'God's Crucible' isn't up to the challenge
Lewis sets out to show that the failure of what he calls "the jihad east of the Pyrenees" is "one of the most significant losses in world history." He argues that the Frankish defeat of the Islamic invaders at Poitiers in 732 and the subsequent poetic glorification of Roland's sacrifice to cover Charlemagne's retreat from his own incursion into Spain were "pivotal moments in the creation of an economically retarded, balkanized and fratricidal Europe that, by defining itself in opposition to Islam, made virtues out of hereditary aristocracy, persecutory religious intolerance, cultural particularism and perpetual war ... 'winning' at Poitiers actually meant that the economic, scientific and cultural levels that Europeans attained in the 13th century could almost certainly have been achieved more than three centuries earlier had they been included in the Muslim world empire."

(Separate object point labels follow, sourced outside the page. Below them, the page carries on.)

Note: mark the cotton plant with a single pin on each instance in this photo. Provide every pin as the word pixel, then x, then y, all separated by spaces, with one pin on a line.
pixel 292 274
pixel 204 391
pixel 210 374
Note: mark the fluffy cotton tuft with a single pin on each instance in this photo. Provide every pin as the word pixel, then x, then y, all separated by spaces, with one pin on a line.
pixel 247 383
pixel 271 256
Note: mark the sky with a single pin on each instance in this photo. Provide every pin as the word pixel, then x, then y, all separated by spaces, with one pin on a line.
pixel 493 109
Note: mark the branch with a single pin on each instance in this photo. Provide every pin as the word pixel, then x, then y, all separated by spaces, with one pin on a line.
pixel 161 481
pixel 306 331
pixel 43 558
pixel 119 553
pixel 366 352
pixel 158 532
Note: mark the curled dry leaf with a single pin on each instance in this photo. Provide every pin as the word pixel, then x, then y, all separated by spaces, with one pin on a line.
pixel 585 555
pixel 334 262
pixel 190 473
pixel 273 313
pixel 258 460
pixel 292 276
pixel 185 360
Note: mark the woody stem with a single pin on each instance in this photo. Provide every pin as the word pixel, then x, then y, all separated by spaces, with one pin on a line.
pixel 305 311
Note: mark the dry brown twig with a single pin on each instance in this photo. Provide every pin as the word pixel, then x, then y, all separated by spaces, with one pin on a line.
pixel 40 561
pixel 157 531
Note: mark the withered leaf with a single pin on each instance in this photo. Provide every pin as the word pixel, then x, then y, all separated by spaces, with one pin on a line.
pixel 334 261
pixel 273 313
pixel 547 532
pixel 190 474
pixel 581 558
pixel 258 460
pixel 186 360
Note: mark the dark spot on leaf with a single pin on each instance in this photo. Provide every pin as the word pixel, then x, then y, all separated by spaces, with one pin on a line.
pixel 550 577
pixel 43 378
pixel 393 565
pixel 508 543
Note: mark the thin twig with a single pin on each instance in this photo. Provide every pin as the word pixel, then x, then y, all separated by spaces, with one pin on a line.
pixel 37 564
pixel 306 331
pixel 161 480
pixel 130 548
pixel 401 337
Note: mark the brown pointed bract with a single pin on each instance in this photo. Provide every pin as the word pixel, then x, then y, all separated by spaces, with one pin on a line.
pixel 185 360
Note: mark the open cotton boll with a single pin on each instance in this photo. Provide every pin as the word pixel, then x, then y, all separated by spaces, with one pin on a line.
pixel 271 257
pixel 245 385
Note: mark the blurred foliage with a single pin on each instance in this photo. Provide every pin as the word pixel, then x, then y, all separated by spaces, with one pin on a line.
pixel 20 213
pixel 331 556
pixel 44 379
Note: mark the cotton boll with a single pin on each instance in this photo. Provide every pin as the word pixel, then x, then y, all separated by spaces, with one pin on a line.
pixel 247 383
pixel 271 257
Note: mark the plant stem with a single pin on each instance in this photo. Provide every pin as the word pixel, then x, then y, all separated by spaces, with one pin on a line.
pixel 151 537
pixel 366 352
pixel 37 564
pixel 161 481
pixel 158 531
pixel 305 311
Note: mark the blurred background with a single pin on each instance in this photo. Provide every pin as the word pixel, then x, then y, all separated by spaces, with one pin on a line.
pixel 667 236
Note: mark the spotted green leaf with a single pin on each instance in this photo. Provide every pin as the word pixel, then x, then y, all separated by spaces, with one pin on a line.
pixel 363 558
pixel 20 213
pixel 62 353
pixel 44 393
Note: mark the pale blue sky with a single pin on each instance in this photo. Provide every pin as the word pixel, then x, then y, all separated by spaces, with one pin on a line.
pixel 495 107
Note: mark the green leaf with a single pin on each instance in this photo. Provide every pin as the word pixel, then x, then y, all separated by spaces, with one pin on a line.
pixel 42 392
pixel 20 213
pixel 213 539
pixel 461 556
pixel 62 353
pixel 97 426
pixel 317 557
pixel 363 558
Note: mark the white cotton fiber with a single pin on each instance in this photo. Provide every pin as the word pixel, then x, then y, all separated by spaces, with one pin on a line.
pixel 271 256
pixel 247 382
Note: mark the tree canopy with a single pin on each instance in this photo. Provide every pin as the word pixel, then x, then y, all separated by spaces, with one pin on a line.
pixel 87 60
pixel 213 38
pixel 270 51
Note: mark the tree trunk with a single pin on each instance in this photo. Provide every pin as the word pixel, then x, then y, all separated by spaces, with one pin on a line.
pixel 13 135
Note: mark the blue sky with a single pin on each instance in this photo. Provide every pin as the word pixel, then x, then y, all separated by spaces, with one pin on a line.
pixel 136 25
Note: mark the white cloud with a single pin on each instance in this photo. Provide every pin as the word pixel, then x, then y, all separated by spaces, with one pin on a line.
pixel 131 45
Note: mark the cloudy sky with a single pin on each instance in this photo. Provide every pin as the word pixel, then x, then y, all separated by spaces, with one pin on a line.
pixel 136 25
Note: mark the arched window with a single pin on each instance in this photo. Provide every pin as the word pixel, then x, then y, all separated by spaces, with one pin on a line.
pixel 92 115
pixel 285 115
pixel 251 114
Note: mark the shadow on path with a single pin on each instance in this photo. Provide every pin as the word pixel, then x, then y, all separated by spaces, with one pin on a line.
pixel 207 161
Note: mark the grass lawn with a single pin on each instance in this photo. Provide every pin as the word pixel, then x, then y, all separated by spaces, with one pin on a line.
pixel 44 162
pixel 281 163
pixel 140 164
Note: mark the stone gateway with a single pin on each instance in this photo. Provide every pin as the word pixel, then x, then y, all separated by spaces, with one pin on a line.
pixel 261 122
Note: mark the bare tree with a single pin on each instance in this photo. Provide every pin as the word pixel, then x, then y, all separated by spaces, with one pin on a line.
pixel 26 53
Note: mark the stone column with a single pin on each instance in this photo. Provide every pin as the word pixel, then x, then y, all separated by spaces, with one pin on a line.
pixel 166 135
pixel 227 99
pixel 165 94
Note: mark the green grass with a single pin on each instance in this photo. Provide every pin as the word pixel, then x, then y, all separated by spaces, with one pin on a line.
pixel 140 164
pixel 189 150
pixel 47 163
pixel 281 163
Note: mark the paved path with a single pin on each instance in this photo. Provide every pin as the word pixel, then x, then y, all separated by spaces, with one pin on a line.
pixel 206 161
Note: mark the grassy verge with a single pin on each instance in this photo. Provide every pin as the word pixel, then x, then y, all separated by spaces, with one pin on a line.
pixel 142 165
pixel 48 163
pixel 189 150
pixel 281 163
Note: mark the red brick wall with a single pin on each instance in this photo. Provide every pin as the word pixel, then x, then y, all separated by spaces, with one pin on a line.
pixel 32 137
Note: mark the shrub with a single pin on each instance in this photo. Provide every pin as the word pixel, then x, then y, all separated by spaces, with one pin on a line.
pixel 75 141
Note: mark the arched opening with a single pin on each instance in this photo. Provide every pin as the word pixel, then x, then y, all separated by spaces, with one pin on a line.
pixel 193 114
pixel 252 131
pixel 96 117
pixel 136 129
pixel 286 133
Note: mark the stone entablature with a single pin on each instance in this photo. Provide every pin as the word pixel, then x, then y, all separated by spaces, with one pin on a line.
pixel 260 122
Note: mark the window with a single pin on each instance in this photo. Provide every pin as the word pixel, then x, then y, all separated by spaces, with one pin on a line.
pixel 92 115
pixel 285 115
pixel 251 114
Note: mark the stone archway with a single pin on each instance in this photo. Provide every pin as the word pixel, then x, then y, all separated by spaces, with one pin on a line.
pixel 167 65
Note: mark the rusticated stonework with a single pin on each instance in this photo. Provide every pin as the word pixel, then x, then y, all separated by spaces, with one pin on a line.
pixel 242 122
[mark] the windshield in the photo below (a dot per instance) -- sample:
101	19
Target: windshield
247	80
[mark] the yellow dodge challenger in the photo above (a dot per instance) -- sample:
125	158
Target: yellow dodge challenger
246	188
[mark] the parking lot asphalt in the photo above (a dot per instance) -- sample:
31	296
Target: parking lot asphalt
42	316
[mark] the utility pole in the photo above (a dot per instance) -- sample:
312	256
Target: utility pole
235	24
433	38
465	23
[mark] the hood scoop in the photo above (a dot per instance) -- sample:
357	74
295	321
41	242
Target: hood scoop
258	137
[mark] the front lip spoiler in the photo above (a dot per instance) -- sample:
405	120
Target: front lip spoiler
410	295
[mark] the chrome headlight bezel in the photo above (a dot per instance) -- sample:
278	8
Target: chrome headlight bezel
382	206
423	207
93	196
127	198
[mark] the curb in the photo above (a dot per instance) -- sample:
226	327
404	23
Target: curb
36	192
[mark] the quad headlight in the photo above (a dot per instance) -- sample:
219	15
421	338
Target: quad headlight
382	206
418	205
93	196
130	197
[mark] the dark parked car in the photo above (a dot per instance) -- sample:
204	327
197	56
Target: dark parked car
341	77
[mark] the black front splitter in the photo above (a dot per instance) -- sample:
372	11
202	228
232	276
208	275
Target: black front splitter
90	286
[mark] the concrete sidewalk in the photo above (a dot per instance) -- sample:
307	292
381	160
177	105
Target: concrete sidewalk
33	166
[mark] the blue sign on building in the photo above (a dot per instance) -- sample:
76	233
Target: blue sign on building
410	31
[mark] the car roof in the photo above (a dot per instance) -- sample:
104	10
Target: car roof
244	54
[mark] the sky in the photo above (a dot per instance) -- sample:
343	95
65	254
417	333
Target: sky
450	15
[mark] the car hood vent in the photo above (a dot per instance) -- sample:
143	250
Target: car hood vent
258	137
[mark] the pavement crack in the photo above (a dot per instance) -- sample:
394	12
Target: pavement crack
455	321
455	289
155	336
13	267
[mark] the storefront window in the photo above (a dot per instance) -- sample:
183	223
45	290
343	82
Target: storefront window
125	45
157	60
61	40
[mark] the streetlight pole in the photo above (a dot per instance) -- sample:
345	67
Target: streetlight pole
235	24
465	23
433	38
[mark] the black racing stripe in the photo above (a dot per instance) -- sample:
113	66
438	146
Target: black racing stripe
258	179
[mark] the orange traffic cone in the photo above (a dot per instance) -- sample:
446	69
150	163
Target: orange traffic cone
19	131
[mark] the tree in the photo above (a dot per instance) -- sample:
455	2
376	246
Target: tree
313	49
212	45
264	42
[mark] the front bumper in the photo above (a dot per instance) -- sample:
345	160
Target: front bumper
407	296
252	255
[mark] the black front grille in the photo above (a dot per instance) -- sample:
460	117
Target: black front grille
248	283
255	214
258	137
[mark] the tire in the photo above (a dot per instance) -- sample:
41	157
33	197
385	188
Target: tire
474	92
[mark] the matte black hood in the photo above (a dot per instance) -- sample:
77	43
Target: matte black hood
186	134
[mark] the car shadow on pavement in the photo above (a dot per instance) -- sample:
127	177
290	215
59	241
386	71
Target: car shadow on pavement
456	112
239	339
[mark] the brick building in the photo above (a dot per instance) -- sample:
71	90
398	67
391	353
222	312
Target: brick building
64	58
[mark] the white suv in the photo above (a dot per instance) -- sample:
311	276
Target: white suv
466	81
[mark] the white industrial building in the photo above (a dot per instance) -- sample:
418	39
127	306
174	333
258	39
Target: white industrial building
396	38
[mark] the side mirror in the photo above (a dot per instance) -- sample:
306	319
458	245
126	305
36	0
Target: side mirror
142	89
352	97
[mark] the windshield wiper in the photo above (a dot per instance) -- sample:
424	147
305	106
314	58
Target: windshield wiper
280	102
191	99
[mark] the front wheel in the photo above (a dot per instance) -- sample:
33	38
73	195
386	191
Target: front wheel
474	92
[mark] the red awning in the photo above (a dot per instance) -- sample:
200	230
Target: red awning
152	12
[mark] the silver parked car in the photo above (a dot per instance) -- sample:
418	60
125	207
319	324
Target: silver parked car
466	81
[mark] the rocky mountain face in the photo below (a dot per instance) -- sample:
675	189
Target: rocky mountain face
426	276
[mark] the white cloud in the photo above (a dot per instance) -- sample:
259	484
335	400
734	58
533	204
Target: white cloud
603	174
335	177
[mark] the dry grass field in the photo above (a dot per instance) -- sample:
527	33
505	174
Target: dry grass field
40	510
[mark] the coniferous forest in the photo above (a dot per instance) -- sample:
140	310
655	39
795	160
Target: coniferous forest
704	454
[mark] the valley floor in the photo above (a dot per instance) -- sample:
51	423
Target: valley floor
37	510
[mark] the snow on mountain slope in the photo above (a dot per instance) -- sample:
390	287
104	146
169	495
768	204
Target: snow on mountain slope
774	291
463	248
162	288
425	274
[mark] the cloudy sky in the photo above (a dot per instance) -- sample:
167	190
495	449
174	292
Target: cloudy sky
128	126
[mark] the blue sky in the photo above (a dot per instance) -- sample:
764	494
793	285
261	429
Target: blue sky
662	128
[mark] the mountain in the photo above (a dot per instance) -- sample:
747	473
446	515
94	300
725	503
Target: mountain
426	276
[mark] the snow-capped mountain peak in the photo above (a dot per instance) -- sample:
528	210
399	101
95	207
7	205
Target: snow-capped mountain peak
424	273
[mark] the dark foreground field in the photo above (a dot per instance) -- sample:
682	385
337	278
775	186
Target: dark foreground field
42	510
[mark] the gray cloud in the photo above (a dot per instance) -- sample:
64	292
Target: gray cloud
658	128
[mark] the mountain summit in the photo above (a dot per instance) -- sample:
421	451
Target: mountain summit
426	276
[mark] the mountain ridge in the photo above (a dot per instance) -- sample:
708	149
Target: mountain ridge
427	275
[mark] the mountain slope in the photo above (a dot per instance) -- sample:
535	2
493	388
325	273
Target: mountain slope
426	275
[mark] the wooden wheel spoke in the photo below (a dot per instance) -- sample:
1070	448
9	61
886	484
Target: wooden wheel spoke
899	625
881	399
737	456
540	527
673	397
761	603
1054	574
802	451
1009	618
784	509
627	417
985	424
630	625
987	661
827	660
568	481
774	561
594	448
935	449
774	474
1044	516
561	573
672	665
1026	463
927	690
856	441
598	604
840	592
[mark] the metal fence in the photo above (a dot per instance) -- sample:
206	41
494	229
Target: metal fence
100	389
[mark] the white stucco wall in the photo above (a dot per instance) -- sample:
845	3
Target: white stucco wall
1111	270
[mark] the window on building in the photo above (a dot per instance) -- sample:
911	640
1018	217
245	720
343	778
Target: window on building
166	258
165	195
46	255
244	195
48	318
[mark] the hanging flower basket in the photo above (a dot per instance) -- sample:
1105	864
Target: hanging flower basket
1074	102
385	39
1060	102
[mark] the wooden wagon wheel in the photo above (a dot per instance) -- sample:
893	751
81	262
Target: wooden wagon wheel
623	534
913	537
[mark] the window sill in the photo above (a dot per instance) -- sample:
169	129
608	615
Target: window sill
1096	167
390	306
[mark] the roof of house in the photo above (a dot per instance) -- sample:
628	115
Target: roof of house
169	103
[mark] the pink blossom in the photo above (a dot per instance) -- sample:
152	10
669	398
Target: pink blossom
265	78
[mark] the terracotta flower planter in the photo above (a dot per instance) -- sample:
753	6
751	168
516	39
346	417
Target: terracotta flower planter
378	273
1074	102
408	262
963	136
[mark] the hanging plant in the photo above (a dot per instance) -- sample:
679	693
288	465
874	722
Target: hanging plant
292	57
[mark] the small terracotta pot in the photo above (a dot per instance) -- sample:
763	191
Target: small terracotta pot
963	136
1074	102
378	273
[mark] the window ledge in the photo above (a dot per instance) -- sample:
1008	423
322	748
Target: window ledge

In other words, the West would be better off if it had been incorporated into an all-conquering Islamic empire in the early Middle Ages.
OK.
Still, it's fair to wonder why, if that's true, the West ended up with the Renaissance, the Enlightenment, the Industrial Revolution and the Scientific Revolution, and the Islamic world got chronic underdevelopment, a pervasive religious obscurantism, al-Qaida and the trust-fund states of the Arabian peninsula. It's also fair to point out that both the Muslim philosopher Averroes and the Jewish philosopher-physician Maimonides were sent fleeing by Islamic fundamentalists and not the Christian Reconquista. Moreover, the Carolingian incursion into Spain was a response to an invitation by Saracen grandees fearful of Abd al-Rahman's expanding hegemony.
An impeccably democratic, humane scholar, Lewis has an understanding of the origins and failures of European civilization that far surpasses his knowledge of Islam.